The hot sweat to the border

By 9am the thermometer on my bike read 24C. It topped out at 36C in the afternoon. I had two litres of water with me for the day and I was short of water by lunchtime when I got to Mojo, 30km from the Argentinian border, where I hoped to get lunch and water.

My T-shirt was damp when I took my backpack off, so I was still sweating a little, which was healthy, but my throat was dry and I had a dehydrated dull pain in my head. Things didn´t look too good when I got to Mojo. Mojo has a train station and is on a significant road junction. It is the sort of place that you might expect to have a shop or a cafe, but the village had maybe 100 houses and no one in sight, except for an old lady sitting under a tree, talking to a chicken.

After spending 5 minutes walking around the village, I asked the lady if there was a shop. I had not seen one, but often in small Bolivan villages the shops are not labelled and are simply the front room in someone´s house. The lady said that there was a shop, the post office, but it was closed and that the owner was in Villazon on the Argentinian border. I asked here if she had any water and she told me to go to Villazon, so off I went.

The road from Mojo to Villazon is very good. Fairly flat and tarmac for most of it, so I made the remaining 30km in pretty good time. I met two cyclists coming in the opposite direction, one from the village where I had camped on the evening before. One was quite excited as he had just got his bicycle and it was the first time that he had been to the frontier with Argentina, maybe 80km from his home. He was giddy with his new freedom and was talking about his future plans to see his country. I cycled on and maybe 10km from Villazon I met another cyclist from Argentina who was cycling home. I chatted to him for the remainder of the way to Villazon and it was good to have some company as I was feeling rather ropey by that time.

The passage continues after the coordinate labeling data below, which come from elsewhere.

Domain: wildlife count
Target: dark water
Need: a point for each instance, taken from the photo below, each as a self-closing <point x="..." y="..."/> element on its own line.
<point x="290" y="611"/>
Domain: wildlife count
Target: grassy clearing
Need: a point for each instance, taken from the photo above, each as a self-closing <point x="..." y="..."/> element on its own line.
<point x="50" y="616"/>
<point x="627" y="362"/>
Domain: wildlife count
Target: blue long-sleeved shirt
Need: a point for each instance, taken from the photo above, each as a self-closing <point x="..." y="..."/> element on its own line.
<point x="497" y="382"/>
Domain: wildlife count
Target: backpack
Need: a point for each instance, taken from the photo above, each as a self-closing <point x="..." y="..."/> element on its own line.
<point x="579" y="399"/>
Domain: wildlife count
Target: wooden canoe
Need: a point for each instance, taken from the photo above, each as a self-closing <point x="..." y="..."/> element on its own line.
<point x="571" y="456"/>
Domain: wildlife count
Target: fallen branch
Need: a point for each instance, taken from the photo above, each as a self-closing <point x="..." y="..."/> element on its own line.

I got to Villazon and got a 2 litre bottle of Fanta into me before I went to customs. The water and sugar were just what I needed. At customs, the friendly official asked me what I´d been doing in Bolivia and kindly waved the fine for me overstaying my 30 day visa by 5 days. I cycled on into Argentina and was scratching my head as there was no Argentinian customs office to be seen. I cycled on a bit and came to an army post with a soldier outside, and I asked him where the office was. He said that the Bolivians and Argentinians share the same office and that the guy who stamped me out of Bolivia should also have stamped me into Argentina. I had a look at my passport and indeed he had.

I cycled on into the town of La Quiaca, the Argentinian side of Villazon, and into a local hotel. I got half of a bottle of water into me, a small bottle of Pepsi and a beer with a well salted dinner and then went for my first pee of the day.